Prove that order is antisymmetric. (for natural numbers)

Question

Prove that order is antisymmetric.(for natural numbers)i.e. If $ a \leq b$ and $b\leq a$ then $a=b$.
I do not want a proof based on set theory.
I am following the book Analysis 1 by Tao. It should be based on peano axioms.
I tried $ b=a+n$ where $n$ is a natural number then $ a+n \leq a$ but subtraction not yet defined (in the text that I am following). How should I proceed ?

Answer 1

Use the following strategy:

First, prove the general facts:

• Prove $a + (b + c) = (a + b) + c$ by induction on $a$
• Prove that $a + b = a$ implies $b = 0$ by induction on $a$ and the injectivity of successor.
• Prove that $a + b = 0$ implies $b = 0$ by induction on $a$ and the fact that 0 is not a successor.
• Prove that $a + 0 = a$ by induction on $a$.

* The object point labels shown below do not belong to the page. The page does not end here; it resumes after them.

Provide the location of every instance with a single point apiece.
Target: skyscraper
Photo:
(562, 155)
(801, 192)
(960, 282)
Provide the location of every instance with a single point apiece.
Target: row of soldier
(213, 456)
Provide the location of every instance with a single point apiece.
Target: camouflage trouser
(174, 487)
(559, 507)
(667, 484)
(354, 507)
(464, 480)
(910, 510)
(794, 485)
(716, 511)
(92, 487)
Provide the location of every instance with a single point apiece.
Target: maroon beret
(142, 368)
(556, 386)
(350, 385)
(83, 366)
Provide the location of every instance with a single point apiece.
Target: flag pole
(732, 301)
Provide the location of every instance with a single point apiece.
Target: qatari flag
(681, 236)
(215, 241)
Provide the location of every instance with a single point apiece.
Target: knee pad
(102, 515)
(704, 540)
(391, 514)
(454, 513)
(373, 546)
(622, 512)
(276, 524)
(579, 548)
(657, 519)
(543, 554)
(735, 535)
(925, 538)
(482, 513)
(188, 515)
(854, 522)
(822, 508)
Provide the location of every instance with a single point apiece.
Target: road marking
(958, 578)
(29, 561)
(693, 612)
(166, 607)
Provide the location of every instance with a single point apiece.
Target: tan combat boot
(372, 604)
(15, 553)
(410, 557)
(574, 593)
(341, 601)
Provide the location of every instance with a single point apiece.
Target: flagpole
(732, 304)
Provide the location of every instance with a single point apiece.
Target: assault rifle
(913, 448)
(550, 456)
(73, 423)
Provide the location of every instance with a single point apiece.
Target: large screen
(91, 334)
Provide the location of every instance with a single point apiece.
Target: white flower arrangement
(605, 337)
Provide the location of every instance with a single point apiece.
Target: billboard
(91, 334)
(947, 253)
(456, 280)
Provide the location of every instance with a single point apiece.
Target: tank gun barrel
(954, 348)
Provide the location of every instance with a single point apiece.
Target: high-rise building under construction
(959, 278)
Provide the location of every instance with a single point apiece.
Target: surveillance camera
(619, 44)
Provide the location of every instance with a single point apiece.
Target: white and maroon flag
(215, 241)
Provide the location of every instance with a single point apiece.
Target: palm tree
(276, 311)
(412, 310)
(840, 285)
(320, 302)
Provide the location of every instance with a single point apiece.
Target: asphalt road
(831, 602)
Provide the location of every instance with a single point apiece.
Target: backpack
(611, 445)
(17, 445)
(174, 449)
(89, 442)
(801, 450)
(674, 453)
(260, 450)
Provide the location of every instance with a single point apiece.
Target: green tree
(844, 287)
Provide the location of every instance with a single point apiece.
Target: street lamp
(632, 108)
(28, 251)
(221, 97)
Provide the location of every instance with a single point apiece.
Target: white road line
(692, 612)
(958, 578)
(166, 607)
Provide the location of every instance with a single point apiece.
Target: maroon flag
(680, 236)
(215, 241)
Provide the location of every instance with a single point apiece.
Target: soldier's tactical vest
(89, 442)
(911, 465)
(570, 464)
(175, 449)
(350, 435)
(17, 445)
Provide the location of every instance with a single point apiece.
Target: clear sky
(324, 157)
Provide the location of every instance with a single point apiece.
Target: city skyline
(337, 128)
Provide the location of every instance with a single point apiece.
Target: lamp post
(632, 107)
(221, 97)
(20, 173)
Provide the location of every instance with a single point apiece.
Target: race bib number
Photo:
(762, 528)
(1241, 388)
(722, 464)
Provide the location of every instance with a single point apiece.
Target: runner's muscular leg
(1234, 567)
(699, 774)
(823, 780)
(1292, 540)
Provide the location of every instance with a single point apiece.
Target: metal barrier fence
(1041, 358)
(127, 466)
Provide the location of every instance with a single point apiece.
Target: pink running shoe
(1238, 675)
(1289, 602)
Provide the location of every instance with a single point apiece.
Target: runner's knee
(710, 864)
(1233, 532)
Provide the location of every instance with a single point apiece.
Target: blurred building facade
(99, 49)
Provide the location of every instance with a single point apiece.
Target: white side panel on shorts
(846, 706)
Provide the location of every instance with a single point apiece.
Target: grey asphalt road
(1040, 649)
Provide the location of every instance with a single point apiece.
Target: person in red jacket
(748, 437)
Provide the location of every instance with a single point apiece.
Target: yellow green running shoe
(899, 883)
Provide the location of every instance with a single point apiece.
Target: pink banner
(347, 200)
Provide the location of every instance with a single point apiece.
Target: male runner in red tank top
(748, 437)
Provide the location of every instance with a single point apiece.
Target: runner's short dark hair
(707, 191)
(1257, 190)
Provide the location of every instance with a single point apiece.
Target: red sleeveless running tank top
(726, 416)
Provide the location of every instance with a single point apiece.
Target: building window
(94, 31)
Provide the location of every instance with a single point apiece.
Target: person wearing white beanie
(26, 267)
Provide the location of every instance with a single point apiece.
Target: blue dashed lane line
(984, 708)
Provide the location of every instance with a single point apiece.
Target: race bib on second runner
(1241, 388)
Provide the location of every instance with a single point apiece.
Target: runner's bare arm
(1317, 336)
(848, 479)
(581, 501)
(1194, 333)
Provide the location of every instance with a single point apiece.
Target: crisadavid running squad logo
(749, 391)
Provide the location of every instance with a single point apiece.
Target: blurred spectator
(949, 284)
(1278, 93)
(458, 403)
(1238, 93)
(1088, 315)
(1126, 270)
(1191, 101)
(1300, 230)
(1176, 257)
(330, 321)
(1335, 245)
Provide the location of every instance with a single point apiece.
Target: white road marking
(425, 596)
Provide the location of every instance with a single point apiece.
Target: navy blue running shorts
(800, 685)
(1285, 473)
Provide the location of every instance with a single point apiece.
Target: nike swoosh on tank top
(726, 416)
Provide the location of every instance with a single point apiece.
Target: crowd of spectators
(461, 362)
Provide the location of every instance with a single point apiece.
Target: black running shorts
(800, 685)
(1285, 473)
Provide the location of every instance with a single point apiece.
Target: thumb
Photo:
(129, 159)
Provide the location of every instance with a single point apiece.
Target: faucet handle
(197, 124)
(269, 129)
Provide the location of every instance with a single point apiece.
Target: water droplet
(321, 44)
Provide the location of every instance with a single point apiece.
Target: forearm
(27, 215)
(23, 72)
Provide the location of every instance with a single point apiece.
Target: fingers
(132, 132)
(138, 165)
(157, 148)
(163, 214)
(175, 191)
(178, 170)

Then, for our $a$ and $b$:

• Observe that $a \leq b$ and $b \leq a$ implies we have $c$ and $d$ such that $a + c = b$ and $b + d = a$.
• Conclude that $a = (a + c) + d$, and therefore $a = a + (c + d)$.
• Conclude that $c + d = 0$.
• Conclude that $d = 0$.
• Conclude that $b + 0 = a$.
• Conclude that $b = a$.

It's a mess, for sure, but I don't think you can do much better if you're really using Peano axioms from scratch.

Answer 2

Hint:

Prove $$a++\le a$$ gives a contradiction, they use induction to prove $a+n\le a$ gives a contradiction.

Answer 3

If you're allowed to rely on trichotomy you might as well suppose by way of contradiction that $a\ne b$. Since $a\leq b$ and $b\leq a$ it follows that $a<b$ and $b<a$, a contradiction to the forementioned trichotomy property.

Remarks.

• For this proof to be valid you'd sooner have $a\leq b$ defined as $a<b\oplus a=b$ where by $\oplus$ we mean an exclusive or
• To understand why we can conclude $a<b$ and $b<a$ from $a\leq b$ and $b\leq a$ take into account that $(p\oplus q)\wedge \sim q\implies p$ where $p$ and $q$ are propositions and $\oplus$ is an exclusive or.